The mayor of the Los Angeles suburb of Bell Gardens was shot dead at his home during a family dispute with his wife and son, the Los Angeles County Sheriff’s Department said.
Daniel Crespo, whose city biography described him as a deputy probation officer for the county, was killed about 2:30 p.m. yesterday in the community of 43,000, about 8 miles (13 kilometers) south of Los Angeles.
“They didn’t have any problems,” said Jannette Morales, a family friend who said she’d known the Crespos for more than 13 years. “They had a beautiful relationship.”
The mayor was quarreling with his
wife when his 19-year-old son “tried to intervene in the argument and a physical altercation ensued between father and son,” sheriff’s Lieutenant Steve Jauch said in an interview. “That’s when she produced a firearm and shot him multiple times.”
Crespo’s wife, 43, suffered minor facial injuries, he said, though investigators didn’t know if those resulted from the dispute with her husband. The sheriff’s department said her given name is Levette, while public records show it as Lyvette.
Crespo was taken to a hospital where he was pronounced dead, sheriff’s Deputy Crystal Hernandez said in an interview. His wife was detained by the Bell Gardens Police Department, she said.
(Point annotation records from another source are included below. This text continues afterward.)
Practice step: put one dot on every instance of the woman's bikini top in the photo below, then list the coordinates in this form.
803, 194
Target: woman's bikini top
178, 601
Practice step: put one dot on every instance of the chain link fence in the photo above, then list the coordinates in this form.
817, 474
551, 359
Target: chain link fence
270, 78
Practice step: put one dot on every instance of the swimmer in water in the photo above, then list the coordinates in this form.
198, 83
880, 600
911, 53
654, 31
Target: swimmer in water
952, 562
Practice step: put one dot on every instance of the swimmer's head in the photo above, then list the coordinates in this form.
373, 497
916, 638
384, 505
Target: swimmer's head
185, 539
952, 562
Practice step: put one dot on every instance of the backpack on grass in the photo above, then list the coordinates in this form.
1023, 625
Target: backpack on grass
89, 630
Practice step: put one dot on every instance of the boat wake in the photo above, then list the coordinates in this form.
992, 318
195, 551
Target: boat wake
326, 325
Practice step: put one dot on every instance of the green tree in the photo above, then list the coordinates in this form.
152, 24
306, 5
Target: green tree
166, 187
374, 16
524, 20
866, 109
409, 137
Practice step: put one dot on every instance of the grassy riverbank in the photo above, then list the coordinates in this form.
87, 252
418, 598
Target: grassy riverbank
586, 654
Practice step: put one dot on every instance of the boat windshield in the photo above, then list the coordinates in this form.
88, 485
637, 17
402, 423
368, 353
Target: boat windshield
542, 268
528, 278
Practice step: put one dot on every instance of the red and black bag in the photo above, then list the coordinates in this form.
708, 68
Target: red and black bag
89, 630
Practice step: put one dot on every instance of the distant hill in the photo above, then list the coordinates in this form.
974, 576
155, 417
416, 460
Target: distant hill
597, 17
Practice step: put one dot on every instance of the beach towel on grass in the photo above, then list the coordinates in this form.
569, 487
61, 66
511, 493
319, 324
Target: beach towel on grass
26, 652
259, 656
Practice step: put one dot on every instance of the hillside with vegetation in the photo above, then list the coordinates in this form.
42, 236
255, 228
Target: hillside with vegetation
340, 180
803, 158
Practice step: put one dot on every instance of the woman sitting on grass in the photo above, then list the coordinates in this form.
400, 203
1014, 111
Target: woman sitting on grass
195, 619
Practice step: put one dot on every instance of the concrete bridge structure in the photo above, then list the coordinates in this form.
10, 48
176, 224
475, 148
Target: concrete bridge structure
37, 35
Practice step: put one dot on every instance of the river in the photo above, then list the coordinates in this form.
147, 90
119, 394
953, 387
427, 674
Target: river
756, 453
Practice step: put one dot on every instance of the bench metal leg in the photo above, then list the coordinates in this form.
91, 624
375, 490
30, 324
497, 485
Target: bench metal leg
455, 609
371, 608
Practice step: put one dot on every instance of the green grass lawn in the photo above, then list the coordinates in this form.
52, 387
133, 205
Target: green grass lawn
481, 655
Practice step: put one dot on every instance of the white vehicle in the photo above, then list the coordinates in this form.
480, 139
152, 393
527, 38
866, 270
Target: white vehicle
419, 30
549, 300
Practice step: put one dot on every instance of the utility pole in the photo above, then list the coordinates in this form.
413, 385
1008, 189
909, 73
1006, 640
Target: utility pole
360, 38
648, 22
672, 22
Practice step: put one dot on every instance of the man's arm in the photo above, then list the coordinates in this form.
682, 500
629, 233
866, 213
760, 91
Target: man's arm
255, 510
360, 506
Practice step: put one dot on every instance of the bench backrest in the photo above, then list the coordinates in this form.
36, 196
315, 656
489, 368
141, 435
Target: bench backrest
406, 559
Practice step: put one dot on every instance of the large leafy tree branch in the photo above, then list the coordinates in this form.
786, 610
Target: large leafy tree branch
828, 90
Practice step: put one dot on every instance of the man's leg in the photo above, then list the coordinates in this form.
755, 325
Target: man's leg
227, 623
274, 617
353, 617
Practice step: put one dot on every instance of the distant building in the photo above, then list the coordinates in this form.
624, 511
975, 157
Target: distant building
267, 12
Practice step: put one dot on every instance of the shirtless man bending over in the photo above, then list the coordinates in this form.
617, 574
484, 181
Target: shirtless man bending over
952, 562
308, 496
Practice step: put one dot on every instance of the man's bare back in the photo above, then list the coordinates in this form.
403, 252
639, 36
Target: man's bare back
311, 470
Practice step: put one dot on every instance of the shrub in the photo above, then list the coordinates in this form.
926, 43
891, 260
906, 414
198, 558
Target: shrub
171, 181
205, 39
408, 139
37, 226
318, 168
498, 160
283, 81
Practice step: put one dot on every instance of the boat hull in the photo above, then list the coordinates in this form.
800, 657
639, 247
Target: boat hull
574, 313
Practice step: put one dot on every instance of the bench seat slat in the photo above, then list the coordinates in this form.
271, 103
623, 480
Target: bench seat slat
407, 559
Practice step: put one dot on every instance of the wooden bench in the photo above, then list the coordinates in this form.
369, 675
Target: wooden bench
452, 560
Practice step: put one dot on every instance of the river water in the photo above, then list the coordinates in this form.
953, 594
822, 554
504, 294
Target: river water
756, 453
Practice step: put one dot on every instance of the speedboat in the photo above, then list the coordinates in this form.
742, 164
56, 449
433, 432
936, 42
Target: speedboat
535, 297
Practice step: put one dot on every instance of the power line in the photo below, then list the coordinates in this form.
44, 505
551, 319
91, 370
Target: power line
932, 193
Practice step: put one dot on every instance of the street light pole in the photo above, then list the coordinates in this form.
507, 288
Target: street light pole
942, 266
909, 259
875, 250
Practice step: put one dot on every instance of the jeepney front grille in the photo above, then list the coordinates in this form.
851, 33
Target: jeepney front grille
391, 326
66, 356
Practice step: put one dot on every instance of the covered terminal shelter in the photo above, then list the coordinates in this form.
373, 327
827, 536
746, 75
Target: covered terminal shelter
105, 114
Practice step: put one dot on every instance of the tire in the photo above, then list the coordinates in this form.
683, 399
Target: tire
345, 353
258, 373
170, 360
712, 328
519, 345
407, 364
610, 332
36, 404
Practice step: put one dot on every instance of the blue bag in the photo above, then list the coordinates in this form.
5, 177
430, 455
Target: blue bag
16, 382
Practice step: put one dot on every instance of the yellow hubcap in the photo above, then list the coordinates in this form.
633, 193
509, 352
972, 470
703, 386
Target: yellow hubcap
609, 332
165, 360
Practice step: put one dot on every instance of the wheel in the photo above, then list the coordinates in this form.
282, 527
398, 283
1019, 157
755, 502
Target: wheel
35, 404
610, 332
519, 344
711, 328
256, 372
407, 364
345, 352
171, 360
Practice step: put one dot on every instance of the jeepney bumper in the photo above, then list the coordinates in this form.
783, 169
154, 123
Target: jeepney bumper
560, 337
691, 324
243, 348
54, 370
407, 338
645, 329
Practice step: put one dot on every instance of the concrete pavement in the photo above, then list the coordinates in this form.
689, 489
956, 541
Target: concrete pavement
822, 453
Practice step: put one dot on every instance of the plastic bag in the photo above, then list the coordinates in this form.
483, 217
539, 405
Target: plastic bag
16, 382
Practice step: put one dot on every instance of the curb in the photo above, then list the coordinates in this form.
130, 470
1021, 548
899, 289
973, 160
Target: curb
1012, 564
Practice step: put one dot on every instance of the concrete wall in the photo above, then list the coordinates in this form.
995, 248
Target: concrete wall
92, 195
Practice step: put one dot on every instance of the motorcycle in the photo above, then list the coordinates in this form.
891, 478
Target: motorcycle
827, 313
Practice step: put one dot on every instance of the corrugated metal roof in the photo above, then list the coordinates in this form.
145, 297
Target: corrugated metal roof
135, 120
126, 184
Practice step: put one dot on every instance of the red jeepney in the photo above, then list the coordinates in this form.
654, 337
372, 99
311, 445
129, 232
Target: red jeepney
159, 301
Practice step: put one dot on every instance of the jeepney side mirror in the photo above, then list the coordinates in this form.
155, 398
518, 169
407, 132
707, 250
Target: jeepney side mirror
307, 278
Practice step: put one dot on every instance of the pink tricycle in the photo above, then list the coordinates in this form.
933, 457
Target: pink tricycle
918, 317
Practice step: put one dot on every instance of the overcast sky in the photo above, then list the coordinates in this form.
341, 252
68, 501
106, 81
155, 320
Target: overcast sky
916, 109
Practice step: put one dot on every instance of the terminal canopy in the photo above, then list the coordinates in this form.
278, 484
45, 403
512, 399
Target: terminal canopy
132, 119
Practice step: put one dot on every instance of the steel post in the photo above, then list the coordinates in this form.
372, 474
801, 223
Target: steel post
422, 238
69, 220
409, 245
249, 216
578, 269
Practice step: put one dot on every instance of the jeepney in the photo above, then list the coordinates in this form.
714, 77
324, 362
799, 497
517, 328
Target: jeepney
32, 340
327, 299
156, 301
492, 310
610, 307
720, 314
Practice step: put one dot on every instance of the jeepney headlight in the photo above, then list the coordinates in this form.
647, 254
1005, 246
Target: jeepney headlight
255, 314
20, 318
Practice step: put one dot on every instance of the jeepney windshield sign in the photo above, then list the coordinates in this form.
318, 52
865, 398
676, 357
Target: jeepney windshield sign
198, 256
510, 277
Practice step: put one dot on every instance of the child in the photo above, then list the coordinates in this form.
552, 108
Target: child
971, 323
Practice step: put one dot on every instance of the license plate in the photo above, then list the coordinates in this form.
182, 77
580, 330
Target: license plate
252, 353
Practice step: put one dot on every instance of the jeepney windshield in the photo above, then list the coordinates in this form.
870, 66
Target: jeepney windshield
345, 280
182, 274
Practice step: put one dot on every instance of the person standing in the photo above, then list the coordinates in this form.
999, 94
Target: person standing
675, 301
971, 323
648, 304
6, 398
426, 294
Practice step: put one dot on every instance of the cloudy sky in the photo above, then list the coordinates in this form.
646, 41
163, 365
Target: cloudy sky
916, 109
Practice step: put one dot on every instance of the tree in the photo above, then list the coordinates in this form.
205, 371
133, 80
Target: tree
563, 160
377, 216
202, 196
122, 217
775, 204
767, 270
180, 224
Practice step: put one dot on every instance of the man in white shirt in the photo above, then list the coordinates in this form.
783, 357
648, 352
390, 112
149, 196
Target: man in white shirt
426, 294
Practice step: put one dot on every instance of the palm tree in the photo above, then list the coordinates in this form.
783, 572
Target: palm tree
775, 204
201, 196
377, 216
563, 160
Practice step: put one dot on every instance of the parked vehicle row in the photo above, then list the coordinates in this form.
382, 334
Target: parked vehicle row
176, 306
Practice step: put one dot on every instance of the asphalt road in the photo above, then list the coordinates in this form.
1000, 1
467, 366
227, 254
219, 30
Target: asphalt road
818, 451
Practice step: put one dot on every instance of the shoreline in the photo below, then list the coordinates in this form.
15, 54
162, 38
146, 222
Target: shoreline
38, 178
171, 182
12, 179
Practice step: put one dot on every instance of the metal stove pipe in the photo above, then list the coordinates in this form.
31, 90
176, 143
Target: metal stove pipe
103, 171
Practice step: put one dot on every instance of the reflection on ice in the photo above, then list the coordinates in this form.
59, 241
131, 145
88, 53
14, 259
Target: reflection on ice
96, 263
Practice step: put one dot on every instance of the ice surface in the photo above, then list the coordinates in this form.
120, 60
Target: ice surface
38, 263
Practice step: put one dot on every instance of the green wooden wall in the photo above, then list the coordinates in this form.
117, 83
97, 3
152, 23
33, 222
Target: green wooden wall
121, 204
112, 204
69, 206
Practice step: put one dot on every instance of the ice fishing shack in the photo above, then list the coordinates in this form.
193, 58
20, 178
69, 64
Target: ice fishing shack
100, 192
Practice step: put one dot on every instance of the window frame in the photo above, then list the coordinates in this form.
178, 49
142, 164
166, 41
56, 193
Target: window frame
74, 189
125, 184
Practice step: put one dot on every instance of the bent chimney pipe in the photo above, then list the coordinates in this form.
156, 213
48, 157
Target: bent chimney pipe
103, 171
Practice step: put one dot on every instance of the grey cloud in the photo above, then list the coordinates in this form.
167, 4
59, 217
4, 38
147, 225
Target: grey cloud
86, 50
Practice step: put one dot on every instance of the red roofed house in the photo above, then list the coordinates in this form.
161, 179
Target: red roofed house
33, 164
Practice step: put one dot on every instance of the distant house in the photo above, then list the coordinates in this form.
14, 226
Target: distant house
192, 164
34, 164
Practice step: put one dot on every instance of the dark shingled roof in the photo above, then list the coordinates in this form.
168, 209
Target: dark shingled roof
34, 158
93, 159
Crespo, who grew up in Brooklyn, New York, married his “high school sweetheart” while a teenager in 1986 “and has been married ever since,” according to his biography on the city’s website.
He was appointed to the city planning commission in 1999 and was elected to the city council in 2001, according to the website.
Family Time
“When not working or participating in the very time-consuming activities of being an elected official, Mayor Crespo enjoys spending time with his family,” the website says.Police late yesterday blocked access to a complex of stucco townhouses where the family lived. Jauch said homicide investigators hadn’t determined whether authorities had been called to the home for domestic incidents in the past.
Bell Gardens, a city of about 2.5 square miles (6.5 square kilometers), is 96 percent Hispanic, according to U.S. Census reports. About 27 percent of residents live below the poverty level, almost twice the state average.
Bell Gardens is just east of Bell, California, whose city manager drew national attention for writing his own employment contracts that gave him almost $800,000 a year to run the city of 38,000.
The manager, Robert Rizzo, was sentenced in April to 12 years in state prison after he was convicted of misappropriating public funds.